Apenas os governos, com a colaboração de organismos internacionais, serão capazes de estabelecer uma legislação que todas as empresas obedeçam para o desenvolvimento de produtos e serviços que utilizem inteligência artificial. A intervenção regulatória dos governos, através de seus parlamentos, é defendida até por Sam Altman, o CEO da OpenAI, que criou o ChatGPT. Altman alerta que não vai demorar muito para o mundo conhecer uma inteligência artificial potencialmente assustadora, sendo fundamental criar regras e regulamentos para evitar os desvios da tecnologia.
A União Europeia já apresentou desde abril de 2021 a sua proposta para regulamentação das tecnologias de inteligência artificial (IA), que recebeu o nome de Artificial Intelligence Act (ou simplesmente AI Act). Os eurodeputados esperam chegar a um consenso em torno do AI Act neste mês de março e tentar aprovar o texto ainda em 2023. O Brasil não está atrasado na questão da regulamentação das tecnologias de inteligência artificial.
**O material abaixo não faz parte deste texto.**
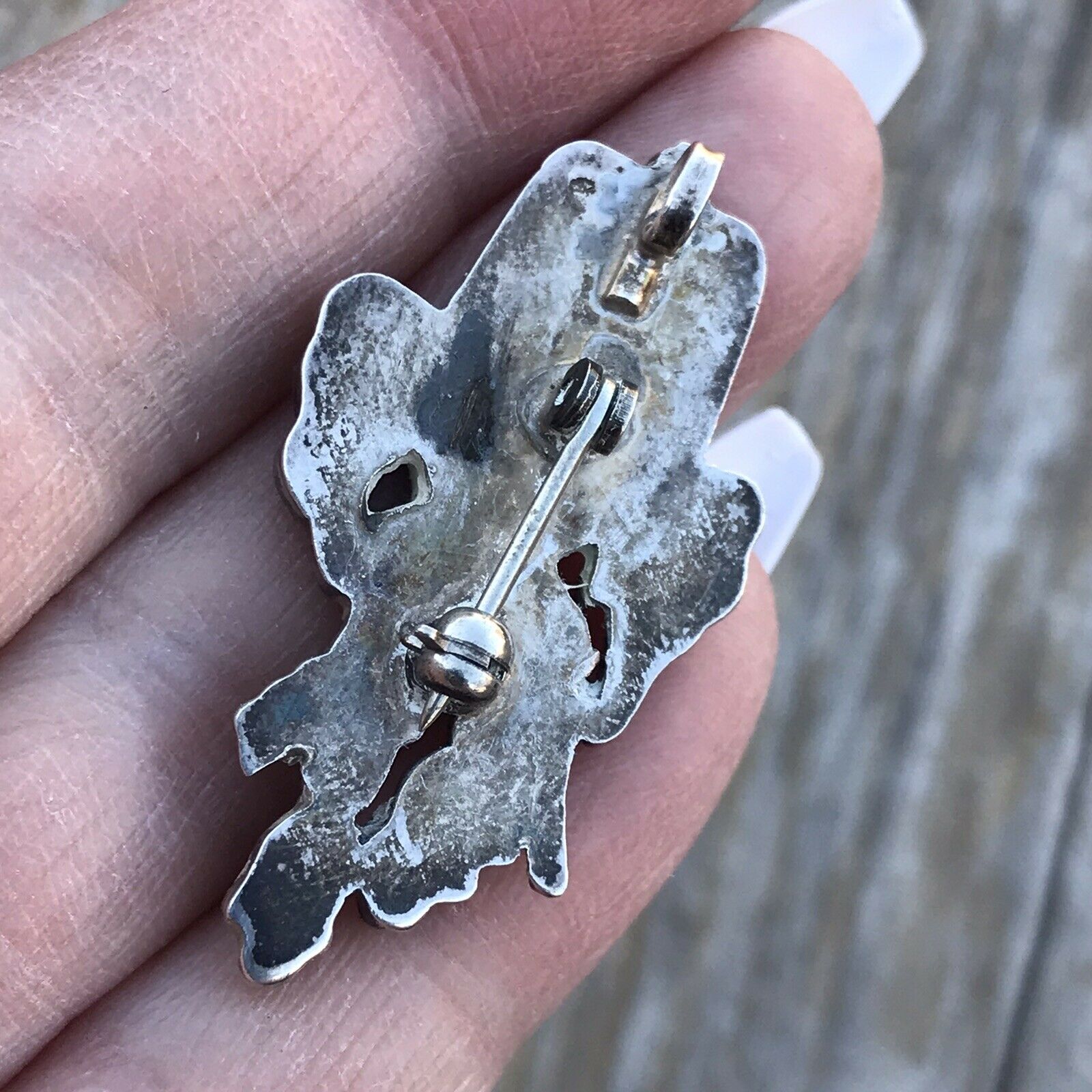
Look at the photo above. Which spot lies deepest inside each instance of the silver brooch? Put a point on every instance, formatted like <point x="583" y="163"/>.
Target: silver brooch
<point x="511" y="495"/>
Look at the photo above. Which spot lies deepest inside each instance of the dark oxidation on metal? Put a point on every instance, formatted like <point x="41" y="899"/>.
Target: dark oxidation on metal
<point x="388" y="378"/>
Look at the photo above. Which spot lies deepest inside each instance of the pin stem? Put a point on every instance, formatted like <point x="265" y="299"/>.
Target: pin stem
<point x="534" y="522"/>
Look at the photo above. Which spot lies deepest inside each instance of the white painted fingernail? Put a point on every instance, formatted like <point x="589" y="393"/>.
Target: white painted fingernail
<point x="878" y="44"/>
<point x="773" y="451"/>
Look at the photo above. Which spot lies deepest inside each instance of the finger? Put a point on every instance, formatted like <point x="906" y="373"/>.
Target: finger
<point x="209" y="564"/>
<point x="775" y="178"/>
<point x="444" y="1006"/>
<point x="182" y="180"/>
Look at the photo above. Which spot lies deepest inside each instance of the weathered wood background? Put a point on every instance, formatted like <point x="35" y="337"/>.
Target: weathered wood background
<point x="897" y="893"/>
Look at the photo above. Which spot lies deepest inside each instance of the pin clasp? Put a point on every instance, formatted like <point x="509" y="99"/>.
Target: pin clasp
<point x="667" y="223"/>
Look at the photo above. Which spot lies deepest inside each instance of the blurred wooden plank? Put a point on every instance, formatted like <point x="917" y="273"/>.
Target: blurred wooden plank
<point x="865" y="911"/>
<point x="898" y="891"/>
<point x="27" y="25"/>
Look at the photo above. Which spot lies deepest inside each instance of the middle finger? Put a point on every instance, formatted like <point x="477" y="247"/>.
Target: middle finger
<point x="145" y="773"/>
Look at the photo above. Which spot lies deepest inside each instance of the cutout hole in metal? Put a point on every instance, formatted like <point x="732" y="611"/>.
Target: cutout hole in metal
<point x="577" y="571"/>
<point x="403" y="483"/>
<point x="435" y="737"/>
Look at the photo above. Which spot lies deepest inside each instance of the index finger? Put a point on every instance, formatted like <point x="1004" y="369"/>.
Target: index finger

Em dezembro de 2022, uma comissão de juristas presidida pelo Ministro do STJ Ricardo Villas Bôas Cueva entregou ao Presidente do Senado, Senador Rodrigo Pacheco, um relatório que vai subsidiar a análise dos vários projetos de lei que tramitam no Congresso relativos ao tema.
A regulamentação traz segurança jurídica e favorece as próprias empresas que desenvolvem ou estão em processo de desenvolvimento de ferramentas de IA. Com um quadro regulatório estabelecido, as empresas têm que trabalhar dentro de regras, equilibrando a competição e favorecendo o consumidor com melhores produtos e serviços. A regulamentação das tecnologias de inteligência artificial é o único caminho para enfrentar os claros desafios que a sociedade terá pela frente.